Increasingly, multiple-choice tests are how schools measure what students have learned. But where does that leave creativity? We sent answer sheets to five artists to find out.
The seventh-century Chinese emperor Yangdi is usually remembered as a megalomaniac who led his newly united nation into a series of debilitating wars. But Yangdi’s real legacy is his development of the world’s first standardized testing system. The idea was to locate China’s most talented rural scholars and bring them into the nascent empire’s civil service.
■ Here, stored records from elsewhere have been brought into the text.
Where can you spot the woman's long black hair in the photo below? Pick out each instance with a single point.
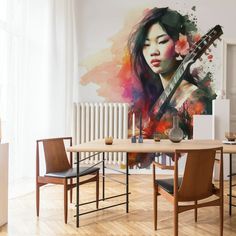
(174, 24)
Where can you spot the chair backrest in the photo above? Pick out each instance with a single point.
(55, 154)
(198, 173)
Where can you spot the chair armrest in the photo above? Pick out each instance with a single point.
(163, 167)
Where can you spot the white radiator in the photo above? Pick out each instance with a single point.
(99, 120)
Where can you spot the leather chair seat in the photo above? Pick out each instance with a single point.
(73, 172)
(168, 184)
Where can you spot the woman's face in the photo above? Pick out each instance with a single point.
(159, 50)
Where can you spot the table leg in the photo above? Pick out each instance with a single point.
(230, 184)
(127, 183)
(103, 176)
(77, 191)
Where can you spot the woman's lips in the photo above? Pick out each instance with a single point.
(155, 62)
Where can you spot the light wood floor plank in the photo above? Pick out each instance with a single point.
(114, 221)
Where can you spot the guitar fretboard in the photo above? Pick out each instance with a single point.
(169, 90)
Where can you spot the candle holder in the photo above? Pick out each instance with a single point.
(140, 139)
(133, 139)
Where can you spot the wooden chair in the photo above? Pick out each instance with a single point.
(59, 170)
(195, 185)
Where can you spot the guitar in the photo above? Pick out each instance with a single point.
(158, 109)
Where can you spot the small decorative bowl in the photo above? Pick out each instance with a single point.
(230, 136)
(108, 140)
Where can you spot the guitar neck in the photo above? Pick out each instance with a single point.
(158, 107)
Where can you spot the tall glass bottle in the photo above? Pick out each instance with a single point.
(176, 134)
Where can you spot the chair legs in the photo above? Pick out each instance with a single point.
(65, 201)
(176, 216)
(37, 198)
(195, 211)
(71, 190)
(97, 189)
(221, 218)
(155, 209)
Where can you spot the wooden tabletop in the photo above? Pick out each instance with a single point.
(149, 145)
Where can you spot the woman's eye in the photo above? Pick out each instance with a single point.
(163, 41)
(146, 45)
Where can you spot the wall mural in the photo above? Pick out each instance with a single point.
(153, 73)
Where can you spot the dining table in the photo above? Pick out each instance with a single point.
(147, 146)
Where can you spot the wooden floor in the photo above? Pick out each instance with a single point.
(114, 221)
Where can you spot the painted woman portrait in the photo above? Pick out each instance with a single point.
(147, 72)
(157, 47)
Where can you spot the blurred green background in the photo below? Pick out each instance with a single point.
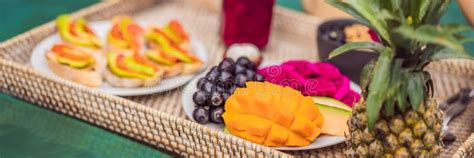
(17, 16)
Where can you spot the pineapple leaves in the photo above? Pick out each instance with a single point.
(431, 35)
(446, 53)
(366, 75)
(378, 86)
(415, 89)
(356, 45)
(456, 28)
(395, 81)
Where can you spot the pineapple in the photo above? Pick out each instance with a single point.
(397, 116)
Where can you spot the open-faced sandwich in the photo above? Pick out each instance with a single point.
(169, 49)
(77, 32)
(129, 69)
(77, 64)
(125, 34)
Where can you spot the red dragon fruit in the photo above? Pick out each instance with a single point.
(312, 79)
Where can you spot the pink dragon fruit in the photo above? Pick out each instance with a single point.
(312, 79)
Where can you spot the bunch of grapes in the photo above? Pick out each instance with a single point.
(218, 84)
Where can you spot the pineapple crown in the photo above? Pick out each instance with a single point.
(411, 38)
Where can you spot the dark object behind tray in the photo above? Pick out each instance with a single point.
(350, 63)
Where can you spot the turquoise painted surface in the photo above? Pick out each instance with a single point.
(27, 130)
(17, 16)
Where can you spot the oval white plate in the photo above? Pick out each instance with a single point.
(38, 62)
(320, 142)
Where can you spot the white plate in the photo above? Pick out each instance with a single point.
(320, 142)
(38, 61)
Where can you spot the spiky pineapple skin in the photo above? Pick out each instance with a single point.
(404, 134)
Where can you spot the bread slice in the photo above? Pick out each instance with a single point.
(90, 76)
(173, 70)
(191, 68)
(117, 81)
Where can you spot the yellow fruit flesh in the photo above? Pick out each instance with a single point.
(335, 120)
(284, 119)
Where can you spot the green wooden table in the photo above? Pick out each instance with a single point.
(28, 130)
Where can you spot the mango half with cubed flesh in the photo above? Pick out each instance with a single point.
(272, 115)
(336, 114)
(77, 32)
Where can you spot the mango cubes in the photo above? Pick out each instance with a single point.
(272, 115)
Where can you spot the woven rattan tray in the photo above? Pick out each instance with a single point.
(158, 119)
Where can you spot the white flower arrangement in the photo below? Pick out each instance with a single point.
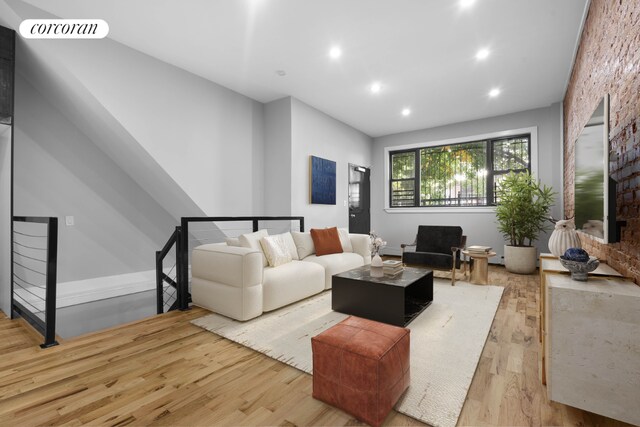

The history of education is filled with such earnest, progressive hopes for stan- dardized testing; Napoleon built the French bureaucracy in much the same way, and the SAT, for all its flaws, played an important role in opening up the Ivy League to Jews, Catholics, and public-school students.
The University of California and other elite colleges now acknowledge that the SAT is an incomplete measure of what students know and discriminatory against low-income students of color. But standardized testing is booming in primary and secondary schools. For the past decade, No Child Left Behind has required states to assess children in math and reading every year from third through eighth grades. The Obama administration has made test-based “accountability” a cornerstone of his school reform agenda, even asking states to develop standardized tests for preschoolers.
Today standardized tests are big business, but the testing world was once dominated by nonprofits. The first effective multiple-choice test-scoring machine was developed in the early 1960s by a University of Iowa education professor named Everett Franklin Lindquist, who believed the only legitimate use of a test score was in helping a classroom teacher diagnose individual students’ strengths and weaknesses and modify lesson plans accordingly. In 1968, the University of Iowa sold Lindquist’s technology to Westinghouse, which in turn sold it to the textbook and testing giant Pearson. The Scantron Corporation was founded as a competitor in 1972; instead of selling grading machines, Scantron gave them away free to schools and then charged for the special answer-sheets.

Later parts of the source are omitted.